Réalisation et scénario : Halfdan Ullmann Tøndel / Production : Andrea Berentsen Ottmar / Production déléguée : Dyveke Bjørkly Graver, Harald Fagerheim Bugge, Renate Reinsve / Production associée : Njål Lambrechts / Coproduction : Derk-Jan Warrink, Sol Bondy, Fred Burle, Koji Nelissen, Alicia Hansen, Stina Eriksson, Kristina Börjeson, Magnus Thomassen / Composition de la bande originale : Ella Van der Woude / Direction de la photographie : Pål Ulvik Rokseth / Ingénierie du son : Helge Bodøgaard / Direction artistique : Victoria Waelgaard / Montage : Robert Krantz / Montage son et mixage : Mats Lid Støten / Coiffures : Evalotte Oosterop / Costumes : Alva Brosten / Maquillage : Evalotte Oosterop / Décors : Mirjam Veske / Régie : Kaja Midjord Fiksdal, Anniken Haugen / Production des effets visuels : Stefan Beekhuijzen / Chef cascadeur : Christel Jørgensen / Sociétés de distribution : Tandem, Charades / Sociétés de production : One Two Films, Eye Eye Pictures, Zefyr / Sociétés de coproduction : Film i Väst, Keplerfilm, Prolaps Produktion 

Interprétation : Renate Reinsve, Ellen Dorrit Petersen, Endre Hellestveit

Date de sortie : 12 mars 2025

Pour mieux comprendre l’article ci-contre et pour ne pas être spoilé·es, nous vous conseillons d’avoir d’abord vu le film traité. 

Elisabeth est actrice, tout le donne à voir et à entendre. Elle orne son corps de bijoux énormes, emplit ses doigts de bagues imposantes et ses oreilles de boucles nombreuses et épaisses. Ils informent de sa venue, se cognent à chacun de ses mouvements, accompagnant le bruit de talons de chacun de ses pas. Elle vêt son corps d’habits proches de sa peau, qui en dévoilent les contours, et dont les couleurs chaudes et ocres appellent la sympathie.
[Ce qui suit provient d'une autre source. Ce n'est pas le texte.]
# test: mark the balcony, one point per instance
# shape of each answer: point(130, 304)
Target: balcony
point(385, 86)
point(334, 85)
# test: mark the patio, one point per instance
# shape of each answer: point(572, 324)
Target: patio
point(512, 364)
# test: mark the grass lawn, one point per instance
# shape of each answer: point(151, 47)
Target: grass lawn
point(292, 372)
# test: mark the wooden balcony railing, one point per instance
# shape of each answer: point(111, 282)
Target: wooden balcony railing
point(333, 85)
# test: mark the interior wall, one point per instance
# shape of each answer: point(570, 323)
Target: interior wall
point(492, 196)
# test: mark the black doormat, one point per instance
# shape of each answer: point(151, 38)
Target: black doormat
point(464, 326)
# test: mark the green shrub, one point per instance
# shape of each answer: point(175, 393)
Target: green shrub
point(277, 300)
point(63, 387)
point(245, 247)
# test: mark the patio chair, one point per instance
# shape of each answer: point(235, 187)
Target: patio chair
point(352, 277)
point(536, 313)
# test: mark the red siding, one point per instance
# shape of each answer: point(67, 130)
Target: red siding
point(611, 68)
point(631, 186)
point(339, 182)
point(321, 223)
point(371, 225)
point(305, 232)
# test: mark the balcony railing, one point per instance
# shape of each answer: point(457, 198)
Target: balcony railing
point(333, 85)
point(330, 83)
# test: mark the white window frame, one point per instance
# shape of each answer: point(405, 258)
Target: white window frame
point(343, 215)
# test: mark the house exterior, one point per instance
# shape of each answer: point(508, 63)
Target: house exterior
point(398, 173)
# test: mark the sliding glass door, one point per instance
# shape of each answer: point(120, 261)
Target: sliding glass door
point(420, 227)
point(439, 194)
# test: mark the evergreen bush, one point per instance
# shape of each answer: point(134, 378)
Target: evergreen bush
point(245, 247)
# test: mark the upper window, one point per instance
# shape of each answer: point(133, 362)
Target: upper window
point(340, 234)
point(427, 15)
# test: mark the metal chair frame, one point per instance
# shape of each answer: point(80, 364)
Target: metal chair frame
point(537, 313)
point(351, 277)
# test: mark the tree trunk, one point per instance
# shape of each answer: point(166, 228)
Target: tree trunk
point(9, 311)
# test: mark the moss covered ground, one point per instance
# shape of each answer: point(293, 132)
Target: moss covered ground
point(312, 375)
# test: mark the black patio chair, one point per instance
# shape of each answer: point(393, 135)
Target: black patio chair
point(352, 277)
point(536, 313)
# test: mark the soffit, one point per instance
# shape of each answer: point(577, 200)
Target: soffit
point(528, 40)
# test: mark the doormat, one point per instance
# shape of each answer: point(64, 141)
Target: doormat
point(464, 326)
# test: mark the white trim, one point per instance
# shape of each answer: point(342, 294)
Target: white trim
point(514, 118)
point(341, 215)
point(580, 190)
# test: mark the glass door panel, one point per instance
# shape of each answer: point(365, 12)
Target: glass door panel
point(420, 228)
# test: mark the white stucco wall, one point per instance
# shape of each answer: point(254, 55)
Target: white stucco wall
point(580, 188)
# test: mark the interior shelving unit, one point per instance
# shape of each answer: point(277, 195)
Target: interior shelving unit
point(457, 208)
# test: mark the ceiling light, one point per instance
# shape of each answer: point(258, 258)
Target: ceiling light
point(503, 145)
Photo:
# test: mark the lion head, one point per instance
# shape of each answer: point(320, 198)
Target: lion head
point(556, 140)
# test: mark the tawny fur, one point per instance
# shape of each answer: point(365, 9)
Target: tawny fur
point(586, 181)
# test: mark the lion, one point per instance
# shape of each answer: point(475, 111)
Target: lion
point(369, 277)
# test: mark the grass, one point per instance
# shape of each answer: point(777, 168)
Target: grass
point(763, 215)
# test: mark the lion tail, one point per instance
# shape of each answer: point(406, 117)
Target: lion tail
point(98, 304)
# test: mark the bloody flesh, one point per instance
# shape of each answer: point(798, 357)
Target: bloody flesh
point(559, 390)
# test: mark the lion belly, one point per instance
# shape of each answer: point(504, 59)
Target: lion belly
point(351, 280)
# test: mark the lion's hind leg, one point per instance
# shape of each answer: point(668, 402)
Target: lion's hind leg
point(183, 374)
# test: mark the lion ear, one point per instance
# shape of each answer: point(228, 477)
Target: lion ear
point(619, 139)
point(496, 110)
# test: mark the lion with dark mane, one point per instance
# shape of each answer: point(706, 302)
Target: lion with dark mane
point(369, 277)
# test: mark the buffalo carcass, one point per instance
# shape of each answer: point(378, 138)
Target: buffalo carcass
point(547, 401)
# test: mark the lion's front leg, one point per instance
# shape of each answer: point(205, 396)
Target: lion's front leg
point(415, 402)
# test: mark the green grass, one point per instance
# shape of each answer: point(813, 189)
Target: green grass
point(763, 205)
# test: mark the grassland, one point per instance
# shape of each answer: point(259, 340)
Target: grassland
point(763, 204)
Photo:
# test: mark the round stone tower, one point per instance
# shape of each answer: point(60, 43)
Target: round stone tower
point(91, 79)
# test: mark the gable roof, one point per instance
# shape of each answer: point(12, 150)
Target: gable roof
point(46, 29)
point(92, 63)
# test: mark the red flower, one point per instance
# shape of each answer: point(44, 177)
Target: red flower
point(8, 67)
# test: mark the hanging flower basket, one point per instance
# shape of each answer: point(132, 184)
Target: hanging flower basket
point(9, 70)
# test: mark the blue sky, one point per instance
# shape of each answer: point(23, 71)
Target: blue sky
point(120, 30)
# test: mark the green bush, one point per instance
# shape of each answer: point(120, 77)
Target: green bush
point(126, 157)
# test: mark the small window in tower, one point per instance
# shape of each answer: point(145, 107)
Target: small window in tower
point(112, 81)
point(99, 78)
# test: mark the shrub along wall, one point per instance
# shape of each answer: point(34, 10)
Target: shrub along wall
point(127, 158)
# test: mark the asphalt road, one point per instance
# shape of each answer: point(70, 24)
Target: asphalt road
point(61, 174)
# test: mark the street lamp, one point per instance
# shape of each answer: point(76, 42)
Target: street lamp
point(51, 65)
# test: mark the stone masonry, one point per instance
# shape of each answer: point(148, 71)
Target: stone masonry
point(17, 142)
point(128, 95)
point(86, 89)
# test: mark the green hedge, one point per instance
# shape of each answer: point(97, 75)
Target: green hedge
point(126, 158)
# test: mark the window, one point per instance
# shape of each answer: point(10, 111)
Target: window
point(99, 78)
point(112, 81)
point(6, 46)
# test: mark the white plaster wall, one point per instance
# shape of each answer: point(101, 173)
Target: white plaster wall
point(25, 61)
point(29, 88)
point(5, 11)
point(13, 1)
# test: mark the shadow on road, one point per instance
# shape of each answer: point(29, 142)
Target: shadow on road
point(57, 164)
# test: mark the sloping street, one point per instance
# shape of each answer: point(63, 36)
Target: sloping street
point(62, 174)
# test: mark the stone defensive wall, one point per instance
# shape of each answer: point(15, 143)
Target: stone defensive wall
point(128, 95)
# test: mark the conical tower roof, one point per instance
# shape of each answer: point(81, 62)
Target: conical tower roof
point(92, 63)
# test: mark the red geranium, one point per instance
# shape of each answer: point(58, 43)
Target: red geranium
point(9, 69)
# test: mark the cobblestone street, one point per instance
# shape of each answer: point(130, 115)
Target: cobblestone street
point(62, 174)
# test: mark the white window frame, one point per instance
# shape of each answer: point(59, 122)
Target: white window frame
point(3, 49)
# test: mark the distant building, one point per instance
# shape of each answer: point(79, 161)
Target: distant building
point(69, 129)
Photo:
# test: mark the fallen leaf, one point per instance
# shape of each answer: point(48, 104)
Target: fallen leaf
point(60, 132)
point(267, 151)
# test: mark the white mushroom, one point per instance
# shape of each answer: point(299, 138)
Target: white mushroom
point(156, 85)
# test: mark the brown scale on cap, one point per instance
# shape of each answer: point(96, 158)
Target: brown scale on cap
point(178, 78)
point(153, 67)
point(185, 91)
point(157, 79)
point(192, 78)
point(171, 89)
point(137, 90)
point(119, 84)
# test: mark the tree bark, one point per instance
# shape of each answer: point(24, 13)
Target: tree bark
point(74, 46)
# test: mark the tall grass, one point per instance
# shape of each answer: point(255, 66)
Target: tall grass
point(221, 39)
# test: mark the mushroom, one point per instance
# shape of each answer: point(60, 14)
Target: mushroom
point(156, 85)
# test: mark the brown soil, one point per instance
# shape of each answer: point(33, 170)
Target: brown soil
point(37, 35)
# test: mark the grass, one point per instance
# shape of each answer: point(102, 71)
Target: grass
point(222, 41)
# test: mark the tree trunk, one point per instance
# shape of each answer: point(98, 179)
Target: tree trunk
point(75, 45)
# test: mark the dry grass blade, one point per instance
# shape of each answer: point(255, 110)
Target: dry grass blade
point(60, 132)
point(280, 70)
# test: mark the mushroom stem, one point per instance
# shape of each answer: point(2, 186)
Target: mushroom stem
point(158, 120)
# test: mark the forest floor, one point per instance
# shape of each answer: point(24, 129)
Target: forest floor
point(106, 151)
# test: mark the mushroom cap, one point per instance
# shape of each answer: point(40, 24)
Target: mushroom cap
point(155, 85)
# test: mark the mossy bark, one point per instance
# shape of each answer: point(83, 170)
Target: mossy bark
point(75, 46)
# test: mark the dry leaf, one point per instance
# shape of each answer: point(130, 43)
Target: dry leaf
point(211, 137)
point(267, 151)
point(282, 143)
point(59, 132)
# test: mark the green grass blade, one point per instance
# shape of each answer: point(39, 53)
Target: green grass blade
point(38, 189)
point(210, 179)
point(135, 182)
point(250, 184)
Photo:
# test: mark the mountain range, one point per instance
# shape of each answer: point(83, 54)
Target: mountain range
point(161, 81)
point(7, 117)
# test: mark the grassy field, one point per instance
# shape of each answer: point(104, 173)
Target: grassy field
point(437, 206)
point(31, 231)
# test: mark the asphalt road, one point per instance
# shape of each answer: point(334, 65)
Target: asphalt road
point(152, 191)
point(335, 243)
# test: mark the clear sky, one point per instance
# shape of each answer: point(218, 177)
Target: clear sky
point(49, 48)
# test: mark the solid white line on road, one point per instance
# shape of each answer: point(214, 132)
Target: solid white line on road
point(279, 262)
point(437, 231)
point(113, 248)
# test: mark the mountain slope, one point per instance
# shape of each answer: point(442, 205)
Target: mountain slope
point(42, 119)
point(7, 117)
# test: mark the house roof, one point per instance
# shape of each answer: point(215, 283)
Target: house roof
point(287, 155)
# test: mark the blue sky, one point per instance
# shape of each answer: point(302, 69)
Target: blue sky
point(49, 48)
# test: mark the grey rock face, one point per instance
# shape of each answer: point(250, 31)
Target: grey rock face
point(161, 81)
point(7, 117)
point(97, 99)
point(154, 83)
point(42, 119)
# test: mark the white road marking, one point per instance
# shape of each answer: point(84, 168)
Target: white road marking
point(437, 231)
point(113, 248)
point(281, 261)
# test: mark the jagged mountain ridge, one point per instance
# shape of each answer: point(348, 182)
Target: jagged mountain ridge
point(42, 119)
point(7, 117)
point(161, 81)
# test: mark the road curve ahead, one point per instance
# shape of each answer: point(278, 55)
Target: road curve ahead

Sarah est son contraire, presque sa némésis1. Sa retenue antipathique et ses expressions contenues en font une incarnation de la froideur. Ses vêtements amples et bleus soulignent la dureté de son regard ; aucun d’eux n’invite l’amitié. Sarah déteste Elisabeth ; cette dernière est trop occupée par sa personne pour consacrer son temps à Sarah.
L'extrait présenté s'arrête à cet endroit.